Commit/rollback protocol: A data ‘transaction’ may involve several processing steps. As a defence against damage, a copy (log) of the transaction is done, and when the copy is complete – commit point – if there is damage the transaction can be rebuilt. If a problem occurs before the commit point, the log can be used to rollback the steps that have been carried out. Problem: other transactions may have used the data updated by the halfway steps, and so on – cascading rollback.   Lock: To prevent problems from transactions executing when other transactions are executing (problem of wrong summary, problem of lost updates) – locking mechanism for locking data – shared lock (other parties can read but not write), exclusive lock (other parties cannot read nor write). To prevent deadlocks : bleed-wait protocol – ‘young’ processes give way (wait, or unlock and rollback) to ‘old’ processes.

 

 

Hierarchical database

 

Data organized in a hierarchical form

 

Networked database

 

Data organized in a network form

 

Object-oriented database

 

Data organisation uses the concept of the object-oriented approach

 

etc

 

 

Perisian pangkalan data

 

SQL (Structured Query Language) – suatu bahasa utk pengolahan pangkalan data

misal suruhan, operator, dsb:

SELECT l₁, l_{2, …,} l_n FROM j₁, j_{2, …,} j_m WHERE P        yg bermaksud π _{l1, l2, …, ln} (σ_P(j₁× j₂×…× j_m))

ORDER BY

GROUP BY

HAVING

AND

CROSS JOIN

JOIN

LEFT JOIN

CREATE TABLE

UPDATE

INSERT

dsb

 

Contoh perisian alatan:

ACCESS

ADABAS

dBASE III

ORACLE

dsb

 

 

Perlombongan data

(KDD - Penemuan Pengetahuan dalam Pangkalan Data)

 

[Data yang banyak (dan kompleks) dalam pangkalan-pangkalan data →]

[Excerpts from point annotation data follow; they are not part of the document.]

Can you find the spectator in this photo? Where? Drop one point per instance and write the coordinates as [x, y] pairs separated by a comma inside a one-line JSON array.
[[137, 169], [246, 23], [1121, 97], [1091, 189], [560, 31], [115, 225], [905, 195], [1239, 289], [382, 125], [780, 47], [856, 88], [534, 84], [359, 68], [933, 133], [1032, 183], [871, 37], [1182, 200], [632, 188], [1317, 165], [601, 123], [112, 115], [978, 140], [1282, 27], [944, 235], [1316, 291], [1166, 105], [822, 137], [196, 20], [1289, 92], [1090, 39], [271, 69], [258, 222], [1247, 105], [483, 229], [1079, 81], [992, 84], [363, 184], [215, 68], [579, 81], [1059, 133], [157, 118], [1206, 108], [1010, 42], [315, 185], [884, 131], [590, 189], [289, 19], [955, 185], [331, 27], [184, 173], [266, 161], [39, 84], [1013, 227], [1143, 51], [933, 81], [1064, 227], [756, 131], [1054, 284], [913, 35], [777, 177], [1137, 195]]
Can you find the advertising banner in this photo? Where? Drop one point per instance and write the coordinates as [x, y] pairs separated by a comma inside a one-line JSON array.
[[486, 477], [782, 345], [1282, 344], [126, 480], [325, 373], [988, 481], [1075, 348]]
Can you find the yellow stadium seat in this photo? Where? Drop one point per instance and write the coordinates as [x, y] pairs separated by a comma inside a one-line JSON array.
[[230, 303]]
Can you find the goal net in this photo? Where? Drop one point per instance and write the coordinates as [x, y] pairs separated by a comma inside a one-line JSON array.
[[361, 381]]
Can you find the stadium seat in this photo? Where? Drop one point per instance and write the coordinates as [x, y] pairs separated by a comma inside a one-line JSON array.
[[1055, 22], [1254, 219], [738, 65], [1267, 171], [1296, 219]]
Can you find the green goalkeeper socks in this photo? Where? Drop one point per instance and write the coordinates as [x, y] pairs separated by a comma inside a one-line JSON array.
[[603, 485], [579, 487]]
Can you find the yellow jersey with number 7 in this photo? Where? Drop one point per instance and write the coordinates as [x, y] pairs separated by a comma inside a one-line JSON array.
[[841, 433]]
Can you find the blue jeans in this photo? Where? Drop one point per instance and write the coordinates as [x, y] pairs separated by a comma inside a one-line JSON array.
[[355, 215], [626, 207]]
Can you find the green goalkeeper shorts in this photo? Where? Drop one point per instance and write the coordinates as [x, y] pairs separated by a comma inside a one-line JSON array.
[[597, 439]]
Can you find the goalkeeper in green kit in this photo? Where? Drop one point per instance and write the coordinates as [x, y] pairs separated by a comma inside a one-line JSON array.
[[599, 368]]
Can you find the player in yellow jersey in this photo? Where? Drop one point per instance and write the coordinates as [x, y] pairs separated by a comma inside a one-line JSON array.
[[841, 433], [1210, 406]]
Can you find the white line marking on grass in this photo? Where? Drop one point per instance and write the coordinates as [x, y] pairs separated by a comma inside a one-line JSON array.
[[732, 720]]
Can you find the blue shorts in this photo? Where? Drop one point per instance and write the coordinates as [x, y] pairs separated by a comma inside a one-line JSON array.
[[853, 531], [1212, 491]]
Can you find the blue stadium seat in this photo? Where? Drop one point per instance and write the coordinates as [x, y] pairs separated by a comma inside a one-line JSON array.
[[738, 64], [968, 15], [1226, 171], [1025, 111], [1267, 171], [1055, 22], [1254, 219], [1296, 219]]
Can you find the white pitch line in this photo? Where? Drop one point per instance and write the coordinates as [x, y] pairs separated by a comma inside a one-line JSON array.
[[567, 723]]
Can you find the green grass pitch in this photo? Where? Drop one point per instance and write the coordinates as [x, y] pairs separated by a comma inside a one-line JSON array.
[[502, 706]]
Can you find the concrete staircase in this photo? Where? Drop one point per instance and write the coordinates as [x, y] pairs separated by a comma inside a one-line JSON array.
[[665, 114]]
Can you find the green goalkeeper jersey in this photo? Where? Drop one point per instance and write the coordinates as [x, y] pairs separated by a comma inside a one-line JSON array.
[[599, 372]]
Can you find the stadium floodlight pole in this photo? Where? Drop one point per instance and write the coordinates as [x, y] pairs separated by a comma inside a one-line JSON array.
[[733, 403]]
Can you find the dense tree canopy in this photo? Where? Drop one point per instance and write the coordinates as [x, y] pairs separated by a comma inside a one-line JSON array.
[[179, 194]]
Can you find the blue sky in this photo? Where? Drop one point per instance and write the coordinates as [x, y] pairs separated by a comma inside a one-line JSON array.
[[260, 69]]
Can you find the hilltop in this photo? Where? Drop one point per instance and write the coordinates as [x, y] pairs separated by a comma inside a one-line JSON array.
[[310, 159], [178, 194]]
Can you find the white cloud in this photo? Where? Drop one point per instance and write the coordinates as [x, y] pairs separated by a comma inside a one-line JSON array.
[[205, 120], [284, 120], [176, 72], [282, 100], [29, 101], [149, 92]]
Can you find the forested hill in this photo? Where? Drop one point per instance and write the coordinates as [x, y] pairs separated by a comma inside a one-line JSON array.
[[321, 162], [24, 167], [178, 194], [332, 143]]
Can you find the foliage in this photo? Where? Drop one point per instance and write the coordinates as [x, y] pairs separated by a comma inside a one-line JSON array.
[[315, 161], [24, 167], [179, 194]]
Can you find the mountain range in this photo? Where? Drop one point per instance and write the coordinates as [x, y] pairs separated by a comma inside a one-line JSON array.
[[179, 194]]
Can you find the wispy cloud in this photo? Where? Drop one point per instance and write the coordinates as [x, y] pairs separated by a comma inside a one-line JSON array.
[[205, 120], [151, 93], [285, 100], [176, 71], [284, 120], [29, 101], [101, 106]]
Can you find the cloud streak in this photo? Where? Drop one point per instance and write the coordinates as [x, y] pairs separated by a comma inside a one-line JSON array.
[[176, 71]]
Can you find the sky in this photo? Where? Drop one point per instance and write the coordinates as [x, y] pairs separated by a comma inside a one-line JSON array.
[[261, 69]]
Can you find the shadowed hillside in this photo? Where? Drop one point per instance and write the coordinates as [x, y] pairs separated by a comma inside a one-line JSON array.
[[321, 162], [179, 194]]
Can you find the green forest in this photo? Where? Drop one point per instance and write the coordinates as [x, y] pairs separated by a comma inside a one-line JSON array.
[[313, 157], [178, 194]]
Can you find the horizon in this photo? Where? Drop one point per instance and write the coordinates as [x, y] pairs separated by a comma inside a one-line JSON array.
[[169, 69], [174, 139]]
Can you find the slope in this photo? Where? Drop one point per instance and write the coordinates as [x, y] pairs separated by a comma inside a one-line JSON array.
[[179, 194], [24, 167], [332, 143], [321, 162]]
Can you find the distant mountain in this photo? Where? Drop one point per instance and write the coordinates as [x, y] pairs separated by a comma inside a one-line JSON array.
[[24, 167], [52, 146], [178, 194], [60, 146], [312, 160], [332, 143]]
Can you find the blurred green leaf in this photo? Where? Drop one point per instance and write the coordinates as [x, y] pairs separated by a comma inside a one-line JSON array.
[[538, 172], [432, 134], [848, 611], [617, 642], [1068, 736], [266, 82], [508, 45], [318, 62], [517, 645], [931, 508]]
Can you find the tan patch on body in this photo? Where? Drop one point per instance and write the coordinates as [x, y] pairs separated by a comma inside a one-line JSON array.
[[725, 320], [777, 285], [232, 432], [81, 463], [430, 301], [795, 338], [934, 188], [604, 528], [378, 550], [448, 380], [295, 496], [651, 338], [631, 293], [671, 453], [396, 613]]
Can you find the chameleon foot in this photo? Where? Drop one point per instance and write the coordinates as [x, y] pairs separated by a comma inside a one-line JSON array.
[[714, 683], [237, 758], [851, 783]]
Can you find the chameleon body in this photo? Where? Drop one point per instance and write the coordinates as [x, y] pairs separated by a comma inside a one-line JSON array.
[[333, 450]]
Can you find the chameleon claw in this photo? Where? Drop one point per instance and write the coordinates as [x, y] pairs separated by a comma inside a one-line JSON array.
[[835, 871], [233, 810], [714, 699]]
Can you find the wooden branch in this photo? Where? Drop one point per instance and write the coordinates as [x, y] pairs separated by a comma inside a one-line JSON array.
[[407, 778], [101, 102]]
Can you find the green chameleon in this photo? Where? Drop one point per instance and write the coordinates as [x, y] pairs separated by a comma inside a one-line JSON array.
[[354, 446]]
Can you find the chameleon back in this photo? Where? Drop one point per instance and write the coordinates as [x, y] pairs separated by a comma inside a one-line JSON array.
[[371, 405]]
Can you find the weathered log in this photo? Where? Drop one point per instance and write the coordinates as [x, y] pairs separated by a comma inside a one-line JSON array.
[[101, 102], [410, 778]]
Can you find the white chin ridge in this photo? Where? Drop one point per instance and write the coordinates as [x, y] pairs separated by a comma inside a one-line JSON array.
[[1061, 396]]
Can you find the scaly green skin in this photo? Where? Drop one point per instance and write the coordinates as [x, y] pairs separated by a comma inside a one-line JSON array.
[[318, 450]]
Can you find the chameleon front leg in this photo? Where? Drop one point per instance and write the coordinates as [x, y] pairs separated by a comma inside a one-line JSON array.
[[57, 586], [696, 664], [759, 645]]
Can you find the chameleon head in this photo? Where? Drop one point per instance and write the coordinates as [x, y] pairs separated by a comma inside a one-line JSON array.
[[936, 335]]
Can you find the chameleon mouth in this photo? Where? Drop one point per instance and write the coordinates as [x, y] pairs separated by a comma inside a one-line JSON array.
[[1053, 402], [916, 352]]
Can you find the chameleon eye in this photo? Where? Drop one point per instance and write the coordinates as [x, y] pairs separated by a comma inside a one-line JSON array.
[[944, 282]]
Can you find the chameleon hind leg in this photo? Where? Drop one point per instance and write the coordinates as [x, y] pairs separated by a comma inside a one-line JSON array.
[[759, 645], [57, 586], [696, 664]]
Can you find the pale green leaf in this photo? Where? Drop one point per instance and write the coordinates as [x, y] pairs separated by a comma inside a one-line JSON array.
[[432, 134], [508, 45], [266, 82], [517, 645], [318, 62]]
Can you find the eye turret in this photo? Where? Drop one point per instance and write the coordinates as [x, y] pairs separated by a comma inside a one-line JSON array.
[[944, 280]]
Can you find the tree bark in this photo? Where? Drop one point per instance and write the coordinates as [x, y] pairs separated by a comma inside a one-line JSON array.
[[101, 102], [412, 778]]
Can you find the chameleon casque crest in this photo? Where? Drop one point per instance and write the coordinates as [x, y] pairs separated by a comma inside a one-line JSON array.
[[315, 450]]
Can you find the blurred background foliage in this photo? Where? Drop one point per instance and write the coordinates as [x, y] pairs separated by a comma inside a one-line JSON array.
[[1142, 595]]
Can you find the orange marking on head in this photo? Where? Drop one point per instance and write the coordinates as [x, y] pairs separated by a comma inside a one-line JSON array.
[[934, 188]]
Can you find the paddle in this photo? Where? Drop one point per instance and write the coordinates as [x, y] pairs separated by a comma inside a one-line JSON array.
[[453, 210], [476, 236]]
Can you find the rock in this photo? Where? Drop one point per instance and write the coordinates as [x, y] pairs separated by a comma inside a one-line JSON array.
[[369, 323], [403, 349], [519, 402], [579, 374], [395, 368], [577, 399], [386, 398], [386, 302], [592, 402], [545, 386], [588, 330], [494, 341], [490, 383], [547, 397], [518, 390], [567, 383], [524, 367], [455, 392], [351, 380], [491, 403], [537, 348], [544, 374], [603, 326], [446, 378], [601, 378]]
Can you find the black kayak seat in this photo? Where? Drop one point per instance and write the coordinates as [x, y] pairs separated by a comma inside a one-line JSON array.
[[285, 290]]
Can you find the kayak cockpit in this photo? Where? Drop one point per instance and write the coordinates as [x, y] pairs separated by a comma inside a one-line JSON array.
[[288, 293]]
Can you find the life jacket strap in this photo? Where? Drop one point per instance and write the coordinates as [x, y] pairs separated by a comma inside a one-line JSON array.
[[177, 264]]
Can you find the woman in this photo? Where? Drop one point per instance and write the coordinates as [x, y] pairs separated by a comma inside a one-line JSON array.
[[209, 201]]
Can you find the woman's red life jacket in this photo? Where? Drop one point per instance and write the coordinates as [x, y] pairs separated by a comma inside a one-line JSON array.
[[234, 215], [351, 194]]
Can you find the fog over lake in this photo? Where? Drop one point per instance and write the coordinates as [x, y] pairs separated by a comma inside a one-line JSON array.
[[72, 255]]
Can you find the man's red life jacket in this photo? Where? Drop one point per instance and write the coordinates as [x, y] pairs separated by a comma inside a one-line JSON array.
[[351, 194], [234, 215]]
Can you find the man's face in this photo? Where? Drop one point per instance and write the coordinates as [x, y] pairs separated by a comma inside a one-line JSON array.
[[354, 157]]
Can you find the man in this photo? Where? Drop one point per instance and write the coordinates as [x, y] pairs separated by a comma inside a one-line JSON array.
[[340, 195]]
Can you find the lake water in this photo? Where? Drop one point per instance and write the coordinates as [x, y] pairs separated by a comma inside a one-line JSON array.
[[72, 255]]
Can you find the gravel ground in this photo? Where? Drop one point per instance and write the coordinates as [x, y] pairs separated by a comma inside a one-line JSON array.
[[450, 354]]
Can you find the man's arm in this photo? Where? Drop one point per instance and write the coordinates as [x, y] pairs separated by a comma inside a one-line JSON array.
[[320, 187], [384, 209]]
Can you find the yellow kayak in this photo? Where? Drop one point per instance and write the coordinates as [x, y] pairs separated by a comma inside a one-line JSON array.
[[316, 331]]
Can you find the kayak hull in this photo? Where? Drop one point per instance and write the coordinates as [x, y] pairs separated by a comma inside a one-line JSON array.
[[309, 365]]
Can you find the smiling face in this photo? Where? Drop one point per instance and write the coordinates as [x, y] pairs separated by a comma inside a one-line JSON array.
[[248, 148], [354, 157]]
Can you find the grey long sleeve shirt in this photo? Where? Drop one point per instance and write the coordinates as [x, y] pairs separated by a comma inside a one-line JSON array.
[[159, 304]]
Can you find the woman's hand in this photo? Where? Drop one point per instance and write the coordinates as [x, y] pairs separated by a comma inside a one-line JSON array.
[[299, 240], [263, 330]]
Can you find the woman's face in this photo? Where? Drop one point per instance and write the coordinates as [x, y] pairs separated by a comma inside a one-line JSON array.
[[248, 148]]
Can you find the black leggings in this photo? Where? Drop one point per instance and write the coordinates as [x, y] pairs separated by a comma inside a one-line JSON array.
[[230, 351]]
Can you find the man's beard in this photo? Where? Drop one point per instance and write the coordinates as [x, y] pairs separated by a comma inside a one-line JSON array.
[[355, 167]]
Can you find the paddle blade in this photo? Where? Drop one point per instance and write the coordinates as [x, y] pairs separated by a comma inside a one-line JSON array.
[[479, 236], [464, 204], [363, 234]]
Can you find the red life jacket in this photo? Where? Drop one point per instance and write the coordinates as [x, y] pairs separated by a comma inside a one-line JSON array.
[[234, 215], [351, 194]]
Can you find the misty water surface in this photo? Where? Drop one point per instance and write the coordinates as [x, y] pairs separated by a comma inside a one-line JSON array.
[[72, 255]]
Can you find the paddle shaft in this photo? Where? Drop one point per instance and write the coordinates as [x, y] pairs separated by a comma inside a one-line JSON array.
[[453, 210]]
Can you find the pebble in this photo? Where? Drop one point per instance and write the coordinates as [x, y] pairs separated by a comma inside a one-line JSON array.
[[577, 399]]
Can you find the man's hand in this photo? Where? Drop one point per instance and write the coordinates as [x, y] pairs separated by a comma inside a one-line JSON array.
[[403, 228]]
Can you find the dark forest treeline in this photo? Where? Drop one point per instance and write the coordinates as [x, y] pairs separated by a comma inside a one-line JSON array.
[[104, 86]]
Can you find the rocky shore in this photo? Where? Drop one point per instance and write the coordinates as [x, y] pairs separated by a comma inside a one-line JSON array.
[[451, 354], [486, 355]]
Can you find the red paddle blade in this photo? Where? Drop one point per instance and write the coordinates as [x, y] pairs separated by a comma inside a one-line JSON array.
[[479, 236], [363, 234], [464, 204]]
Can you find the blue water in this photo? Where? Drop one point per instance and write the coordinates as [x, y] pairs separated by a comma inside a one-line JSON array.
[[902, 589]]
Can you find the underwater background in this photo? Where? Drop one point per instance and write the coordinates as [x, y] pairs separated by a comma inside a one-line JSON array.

pengeluaran tak remeh maklumat tersirat, yang belum diketahui, dan berkemungkinan berguna, dari data

 

Teknik statistik dan pembelajaran mesin digunakan termasuk: pengelompokan, perumusan data, pembelajaran hukum pengelasan, pencarian rangkaian kegantungan, analisis perubahan, pengesanan anomali untuk penemuan, dan teknik gambaran untuk persembahan maklumat dalam bentuk yang mudah difahami.